Neo ternyata seorang mahasiswa semester satu fakultas kedokteran Universitas Andalas, Padang. seorang mahasiswa yang merantau dari kampung halamannya di Duri, Riau. dan di Padang ia tinggal pada sebuah rumah kostan sederhana yang dekat dengan kampus dan rumah sakit umum. aktifitas sehari - harinya hanya disibukkan oleh berbagai kegiatan di kampusnya seperti perkuliahan dan acara - acara lainnya di kampusnya. ia juga baru saja terdaftar sebagai siswa baru di sebuah lembaga kursus bahasa Jepang. dan di lembaga kursus itu lah, aku bertemu dan mengenalnya lebih dekat.
aku dan Neo sama - sama menyukai lagu - lagu yang dibawakan oleh Ayumi Hamasaki. aku dan dia saling berpacu untuk melengkapi koleksi lagu - lagu dari Ayumi Hamasaki. setiap kali kami bertemu disebuah lembaga kursus bahasa Jepang, kami pasti menyempatkan waktu untuk mengobrol dan saling memberi informasi mengenai berita terbaru dari Ayumi Hamasaki. entah itu video klip terbarunya atau lagu dan album terbarunya. pokoknya selain dari topiknya tentang Ayumi Hamasaki, g ada topik lain yang bisa nyalip ke pembicaraan kami.
sudah dua minggu aku mengenal Neo. ternyata dia memiliki pribadi yang baik, sopan dan santun. dia juga pintar dan dia juga memiliki banyak teman. pernah, sekali aku diajaknya untuk melihat - lihat apa yang ada pada laboratorium kampusnya, aku sama sekali tidak bisa melupakan hari itu. hari itu begitu menyenangkan. tak menyangka saja, aku yang masih duduk di bangku SMA kelas tiga ini bisa masuk dengan leluasa.

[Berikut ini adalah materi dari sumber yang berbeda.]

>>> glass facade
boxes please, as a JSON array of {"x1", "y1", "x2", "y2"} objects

setelah aku mengetahui banyak hal tentang dia, perasaanku menjadi berubah. berubah menjadi perasaan yang aneh dan selalu ingin menarik perhatiannya agar dia juga memiliki perasaan yang sama seperti perasaanku padanya. pelan - pelan aku mulai menyukainya. menyukai segala sesuatu yang ada pada dirinya. dan berharap semoga perasaan ini bukan lah hanya perasaan kagum sesaat atau apalah. berharap agar dia bisa menyambut perasaanku ini dengan senang hati.
tapi kenyataannya, setelah selama dari dua minggu kami saling mengenal, Neo berubah. aku tak menemukan seutas senyum pun dari Neo ketika ia melihatku. aku tak pernah melihat Neo memandangku setiap kali kami mengadakan percakapan di depan kelas di waktu praktek berkomunikasi. aku tak lagi memiliki teman untuk saling bertukar informasi mengenai Ayumi Hamasaki. aku nyaris kehilangan Neo. kehilangan yang tak bisa kumengerti mengapa, bagaimana dan entahlah.
hanya dua minggu. hanya dua minggu, hanya selama duapuluhsatu hari aku menjadi teman baiknya, menjadi orang yang sangat akrab dengannya. dan setelah duapuluhsatu hari itu, setiap hari aku hanya bisa melihat punggungnya. menatapnya dari kejauhan, mendengarkan lagu Ayumi Hamasaki sendirian dan tak hentinya bertanya “apa yang terjadi padanya ?” atau “apa yang salah padaku ? mengapa ia menjauhiku ?”.
aku bingung. bingung karena mengetahui ada seseorang yang tadinya berhubungan baik denganku tiba - tiba dengan cepat bergerak menjauhiku. bingung karena melihat sikapnya yang nyaris berubah 180% padaku. setiap hari, setiap aku melihatnya, aku tak henti - hentinya bertanya pada diri sendiri, menanyakan tentang semua kebingunganku. hingga otakku penuh dengan pertanyaan - pertanyaan yang tak pernah bisa kutemukan jawabannya.
dan aku pun mulai lelah setiap waktu bertanya pada diri sendiri. memikirkan apa yang sebenarnya kulakukan atau yang terjadi pada Neo sehingga bisa membuatnya menjauhiku. Neo menjauhiku seperti mencoba melindungi diri dari benda yang sangat berbahaya. Neo seperti ketakutan setiap kali melihat sosokku muncul tiba - tiba di ruang kelas atau dimana pun. bahkan Neo nyaris menganggapku seperti tidak ada. lama - kelamaan aku jadi g enak dan ingin rasanya memberanikan diri bertanya langsung pada Neo tentang alasan ia menjauhiku.
*****
siang itu aku langsung pergi ke kampus Neo untuk menemuinya dan bertanya tentang apa yang sebenarnya terjadi. tapi aku tidak menemukan Neo disana. yang kutemukan cuma beberapa orang teman - temannya. di antara teman - teman Neo ada satu orang yang sangat kukenal. namanya Rastri. aku kenal Rastri karena Rastri pernah sempat mencoba mengenyam pendidikan bahasa Jepang di lembaga kursus bahasa Jepang tempatku belajar. jadi, lebih kurang aku mengenal Rastri sangat baik.